Details for each point and good commit message examples can be found on https://wiki.openstack.org/wiki/GitCommitMessages#Information_in_commit_messages

  • Metadata

    • If the commit was to solve a Github issue, refer to it at the end of a commit message in a rfc822 header line format.
      For example,
      Resolves: #1234
      See also: #1235, #1236
  • Backport Commits

    • Must refer to original commit ID (refer to the PR link in the PR message) or link and author in the commit message
      Fix OOM caused by foo in bar
      
      Foo was pack ratting ByteBuffers causing OOM.
      
      Cherry-pick of /~https://github.com/prestodb/presto/pull/18424/commits/30e36dae0cdb9debd991931370b86301cd17e261 
      Co-authored-by: Foo Bar <foo@bar.com>
    • Try to follow the original PR and commits structure. Do not mingle multiple original commits or reorder them.
    • Do not add big modifications in the same backported commit, unless it’s the minimum required to resolve conflicts.
    • If needed, add new separate commits following the backport commit for necessary changes.

Committers

Presto has two levels of committers: module committers and project committers. Presto committers are defined as code owners and documented in the project's CODEOWNERS file, and are either directly referenced in the file, or through a Github team. Each line in the CODEOWNERS file defines a module or submodule that the committer or team has the rights to approve. New modules and submodules for CODEOWNERS may be added as needed.

Baseline expectations from committers

Both module and project committers must demonstrate technical mastery of at least their core areas. They must also show evidence that they are aligned with the project’s community and growth, including the goals outlined in PrestoDB: Mission and Architecture, and demonstrate kindness and professionalism, help others in the project, and work collaboratively as a team.

Module committers

What is a module committer?

A module committer is a committer who has an entry associated with a module or folder in the project’s CODEOWNERS file.

See CODEOWNERS for modules, connectors, and libraries that lack active module committership. If you have interest in contributing to one of these, work toward becoming a committer for that area.

Expectations of a module committer

Module committers have demonstrated mastery in one particular area of the project. Some examples include:

  • A connector or plugin;
  • A part of the Presto codebase, such as the optimizer;
  • An external component, such as the Java client, or UI.

In addition to technical mastery, they have demonstrated the values of the project through code reviews, design reviews, or responses to questions. Examples should include many of the following:

  • The applicant is known to frequently review pull requests corresponding to the module they are applying for.
  • The applicant helps to maintain the module they are applying for when appropriate, such as fixing test cases, adding documentation, fixing bugs, and mentoring others.
  • The applicant is known to answer questions on Slack periodically.
  • The applicant has provided high quality feedback on Github issues and RFCs.

Project committers

What is a project committer?

A project committer is a committer who has access to approve code across the whole project by membership in the committers Github team.

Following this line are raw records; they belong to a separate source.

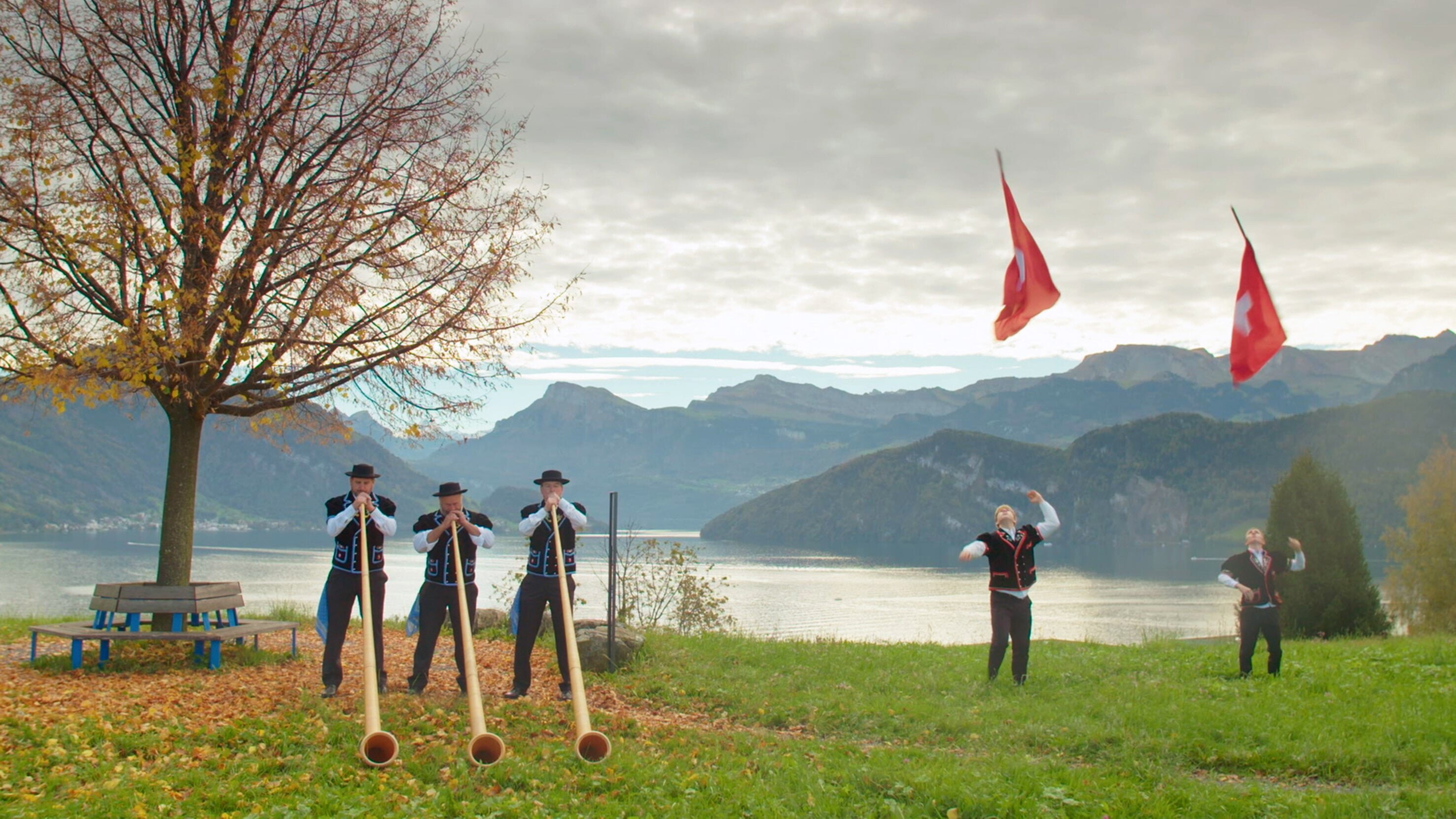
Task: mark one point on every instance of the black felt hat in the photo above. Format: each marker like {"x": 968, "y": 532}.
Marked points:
{"x": 551, "y": 475}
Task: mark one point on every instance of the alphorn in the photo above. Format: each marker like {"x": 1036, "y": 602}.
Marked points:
{"x": 592, "y": 747}
{"x": 379, "y": 747}
{"x": 484, "y": 748}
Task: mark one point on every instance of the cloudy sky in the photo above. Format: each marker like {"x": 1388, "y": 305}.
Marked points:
{"x": 810, "y": 188}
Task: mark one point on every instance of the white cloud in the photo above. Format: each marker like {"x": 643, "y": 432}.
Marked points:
{"x": 819, "y": 178}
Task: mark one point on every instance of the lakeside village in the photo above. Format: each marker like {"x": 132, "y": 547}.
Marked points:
{"x": 150, "y": 522}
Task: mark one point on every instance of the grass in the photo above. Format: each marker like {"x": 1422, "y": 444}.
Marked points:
{"x": 736, "y": 726}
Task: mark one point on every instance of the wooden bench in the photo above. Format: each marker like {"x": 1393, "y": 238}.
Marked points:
{"x": 194, "y": 603}
{"x": 77, "y": 633}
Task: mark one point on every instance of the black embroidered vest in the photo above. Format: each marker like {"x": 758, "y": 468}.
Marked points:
{"x": 1263, "y": 580}
{"x": 440, "y": 559}
{"x": 543, "y": 548}
{"x": 347, "y": 542}
{"x": 1014, "y": 560}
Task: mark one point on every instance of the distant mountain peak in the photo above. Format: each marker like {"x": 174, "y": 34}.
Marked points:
{"x": 575, "y": 394}
{"x": 1135, "y": 363}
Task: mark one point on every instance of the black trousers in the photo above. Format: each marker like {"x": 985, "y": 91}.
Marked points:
{"x": 434, "y": 601}
{"x": 1011, "y": 620}
{"x": 341, "y": 591}
{"x": 536, "y": 592}
{"x": 1251, "y": 623}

Expectations of a project committer

In addition to demonstrating mastery of at least one area of the codebase by becoming a module committer, they have also demonstrated the following:

  • They have contributed at least one non-trivial change to the project outside of their core area;
  • They exercise great judgment (including deferring to others when appropriate);
  • They have experience with reviewing code and making code changes outside of their core area of expertise;
  • They set a high bar for their own contributions and those of others during code reviews, including avoiding hacks and temporary workarounds;
  • They go above and beyond a module committer in helping maintain the project by regularly reviewing code outside of their area of expertise, or helping users of the project in public channels such as Slack, GitHub, or helping review designs outside of their area of expertise such as providing guidance on Github Issues or RFCs.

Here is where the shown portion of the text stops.